How the Philadelphia Inquirer uses AI to open up its huge archive
One of the oldest newspapers in the USA wants to use semantic search, agents and personas to enable its journalists to research archive material more efficiently
In January 2025, The Philadelphia Inquirer took part in a two-week hackathon as part of an AI initiative organized by the Lenfest Institute for Journalism, Microsoft and Open AI. This resulted in various AI tools to improve the workflow.
The most interesting result of the hackathon is an AI-powered research tool that helps the daily newspaper unearth the treasures in its archive and develop potential new verticals and products from them. This should be worthwhile, as the Philadelphia Inquirer, founded in 1829, is one of the oldest daily newspapers in the U.S. with the third-longest uninterrupted publication period of 196 years and a wealth of historical material in its archive.
The goal: Optimize the archival research workflow
The tool is intended to solve the problem that reporters and editors at the Inquirer have had. They spend a considerable amount of time making multi-stage keyword searches for background material in fragmented parts of the in-house archive (print archive, digital archive, photo archive), researching external sources, working their way through the collected data volumes and then inserting the relevant data into their storytelling.
The AI-supported semantic search was designed to:
enable queries in natural language
recognize the meaning and context of queries
tap into a large number of archive sources simultaneously
create automated summaries
independently suggest meaningful follow-up queries
maintain journalistic integrity, i.e. transparently disclose research steps and sources and not fabricate
not deviate from the “human in the loop” principle
Three months after the hackathon, Matt Boggie, Chief Technology and Product Officer of the Inquirer, reported on the current status at the International Journalism Festival in Perugia and described details of the project: "We have full archive access to everything from 1978 forward, and that now includes images related to those stories as well. We have some more work to do on the image side, but what we hope to be able to do is to access any of the assets that we have in our archive just by asking for the sort of thing that we're looking for."
The Inquirer relies on GPT-4 for its new, as yet unnamed, archive research system and uses the functions of Azure Search and Azure OpenAI. Reporters and editors were involved in the development of the system from the outset so that the AI is optimally aligned with real workflows. The system is being successively optimized with internal user studies and observations of how journalists interact with the tool in their real workflow.
Simpler search with agents and personas
The archive tool uses multiple AI agents to handle different aspects of queries, including deriving data for historical context. Agents and personas perform various tasks in the query process.

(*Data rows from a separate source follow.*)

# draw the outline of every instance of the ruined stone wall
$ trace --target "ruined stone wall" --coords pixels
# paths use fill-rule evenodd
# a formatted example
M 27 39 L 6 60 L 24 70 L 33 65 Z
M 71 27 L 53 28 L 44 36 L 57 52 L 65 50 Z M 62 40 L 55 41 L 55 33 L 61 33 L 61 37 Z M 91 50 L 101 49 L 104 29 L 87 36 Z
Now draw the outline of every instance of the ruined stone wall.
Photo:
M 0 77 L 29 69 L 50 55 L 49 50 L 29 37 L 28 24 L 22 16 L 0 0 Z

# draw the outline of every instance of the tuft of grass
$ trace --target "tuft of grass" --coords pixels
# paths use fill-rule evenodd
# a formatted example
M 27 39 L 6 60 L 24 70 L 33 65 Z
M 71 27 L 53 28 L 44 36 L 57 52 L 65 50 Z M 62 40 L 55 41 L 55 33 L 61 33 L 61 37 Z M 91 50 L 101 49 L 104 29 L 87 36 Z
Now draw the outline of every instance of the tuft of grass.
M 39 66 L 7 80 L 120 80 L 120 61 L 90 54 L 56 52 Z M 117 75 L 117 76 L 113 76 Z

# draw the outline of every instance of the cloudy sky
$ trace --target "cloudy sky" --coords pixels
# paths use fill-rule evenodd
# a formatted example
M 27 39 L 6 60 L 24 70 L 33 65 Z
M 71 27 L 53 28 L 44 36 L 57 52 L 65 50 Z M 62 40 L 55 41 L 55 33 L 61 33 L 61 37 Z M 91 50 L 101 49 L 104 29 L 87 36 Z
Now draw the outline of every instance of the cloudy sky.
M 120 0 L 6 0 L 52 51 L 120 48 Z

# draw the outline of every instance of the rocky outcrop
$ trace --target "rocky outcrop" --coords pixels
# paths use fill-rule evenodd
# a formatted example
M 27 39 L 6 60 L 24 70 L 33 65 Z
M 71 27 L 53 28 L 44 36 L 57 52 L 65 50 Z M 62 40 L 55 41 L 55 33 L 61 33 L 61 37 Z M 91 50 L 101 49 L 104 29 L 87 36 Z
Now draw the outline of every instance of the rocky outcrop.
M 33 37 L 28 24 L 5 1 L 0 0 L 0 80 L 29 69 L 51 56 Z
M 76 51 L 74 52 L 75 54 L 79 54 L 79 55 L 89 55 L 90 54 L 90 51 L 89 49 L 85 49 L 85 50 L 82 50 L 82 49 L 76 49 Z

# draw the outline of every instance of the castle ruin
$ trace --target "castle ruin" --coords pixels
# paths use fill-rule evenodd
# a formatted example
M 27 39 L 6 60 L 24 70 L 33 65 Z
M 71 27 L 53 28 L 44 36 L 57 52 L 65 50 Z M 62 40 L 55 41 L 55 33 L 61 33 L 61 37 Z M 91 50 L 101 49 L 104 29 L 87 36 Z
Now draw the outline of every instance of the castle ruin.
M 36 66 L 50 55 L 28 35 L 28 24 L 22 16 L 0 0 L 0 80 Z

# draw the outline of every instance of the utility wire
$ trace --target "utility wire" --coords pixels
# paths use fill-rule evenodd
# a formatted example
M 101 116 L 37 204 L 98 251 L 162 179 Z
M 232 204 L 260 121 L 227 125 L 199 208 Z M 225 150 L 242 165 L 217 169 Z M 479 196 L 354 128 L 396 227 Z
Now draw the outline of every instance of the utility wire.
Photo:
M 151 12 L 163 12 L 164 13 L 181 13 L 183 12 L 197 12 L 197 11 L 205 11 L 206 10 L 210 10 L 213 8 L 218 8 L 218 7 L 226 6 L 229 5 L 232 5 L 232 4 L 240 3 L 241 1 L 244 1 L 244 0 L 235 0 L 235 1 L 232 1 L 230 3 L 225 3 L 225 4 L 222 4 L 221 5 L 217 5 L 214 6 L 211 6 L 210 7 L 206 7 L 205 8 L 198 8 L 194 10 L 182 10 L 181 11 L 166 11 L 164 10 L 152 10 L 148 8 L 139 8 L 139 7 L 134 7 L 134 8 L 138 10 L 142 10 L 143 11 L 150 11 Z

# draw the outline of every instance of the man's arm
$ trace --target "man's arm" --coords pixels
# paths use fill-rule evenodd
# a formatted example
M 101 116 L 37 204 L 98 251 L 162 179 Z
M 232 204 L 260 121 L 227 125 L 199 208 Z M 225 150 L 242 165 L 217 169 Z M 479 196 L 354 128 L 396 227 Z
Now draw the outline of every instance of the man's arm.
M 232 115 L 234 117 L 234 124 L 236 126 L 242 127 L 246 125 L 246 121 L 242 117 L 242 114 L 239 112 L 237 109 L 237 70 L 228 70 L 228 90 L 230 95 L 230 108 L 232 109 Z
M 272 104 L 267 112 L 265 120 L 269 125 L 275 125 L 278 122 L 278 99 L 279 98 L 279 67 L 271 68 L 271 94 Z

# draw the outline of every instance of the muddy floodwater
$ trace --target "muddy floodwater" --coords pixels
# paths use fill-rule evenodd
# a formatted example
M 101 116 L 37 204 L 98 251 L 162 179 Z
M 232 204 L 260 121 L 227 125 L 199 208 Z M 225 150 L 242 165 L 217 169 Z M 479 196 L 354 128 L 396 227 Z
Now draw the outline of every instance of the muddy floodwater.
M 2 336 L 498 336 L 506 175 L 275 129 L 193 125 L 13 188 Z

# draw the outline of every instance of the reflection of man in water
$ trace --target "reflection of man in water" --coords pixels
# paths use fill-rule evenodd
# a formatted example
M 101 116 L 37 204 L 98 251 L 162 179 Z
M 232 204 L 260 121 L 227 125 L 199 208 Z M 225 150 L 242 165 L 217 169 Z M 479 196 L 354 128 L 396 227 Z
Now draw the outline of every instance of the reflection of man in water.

Agents can independently define relevant time periods and refine queries.
For example, if a reporter asks about the Reagan administration, the system understands that this refers to the period from January 20, 1981 to January 20, 1989.
An example of a persona, according to Boggie, is “a librarian who looks through files on famous people and companies in the region and is a research partner for reporters working on such topics.”
A research tool for journalists, but not for users
The Inquirer wants to focus on internal use with the tool. A version that allows readers to search the Inquirer archive with the help of AI is not planned for the time being.
According to Boggie, several factors play a role here:
Risk minimization: (errors and fakes are less likely to reach the public with an internal tool).
Historical classification: Perspectives change over the course of history and new facts come to light. The internal team is trusted to take this into account more than the readers.
Value of human journalism: According to Inquirer surveys, the public appreciates the human judgment of reporters and editors.
Matt noted that their readers specifically value human editorial judgment: "Every time we've done surveys about things like personalization, the pushback we always get is 'all of my other feeds are personalized. What I need is someone to tell me what is most important today.'"
Future plans for the research assistant:
create automated chronologies and timelines
automatically recognize and highlight historically relevant events
open up more distant time periods
make non-digitized historical materials (writings, books, photos, etc.) searchable using image recognition
Why is the Inquirer archive research tool relevant?
Basically, the Inquirer research tool doesn't seem to work much differently than the deep research versions of Open AI, Perplexity and other research tools. However, the Inquirer can minimize the risk of fakes and fabrications by developing its own model and training it on the basis of its own archive material. External sources are filtered using Microsoft's RAG model (Retrieval Augmented Generation) so that no unverified information is mixed with data from the archive in the answers.
According to the Lenfest Institute, the team wants to open up the code and technical documentation for the archive research tool so that other media can also benefit from it globally.
Future updates and enhancements are to be recorded in Microsoft's RAG data repository and also made generally available.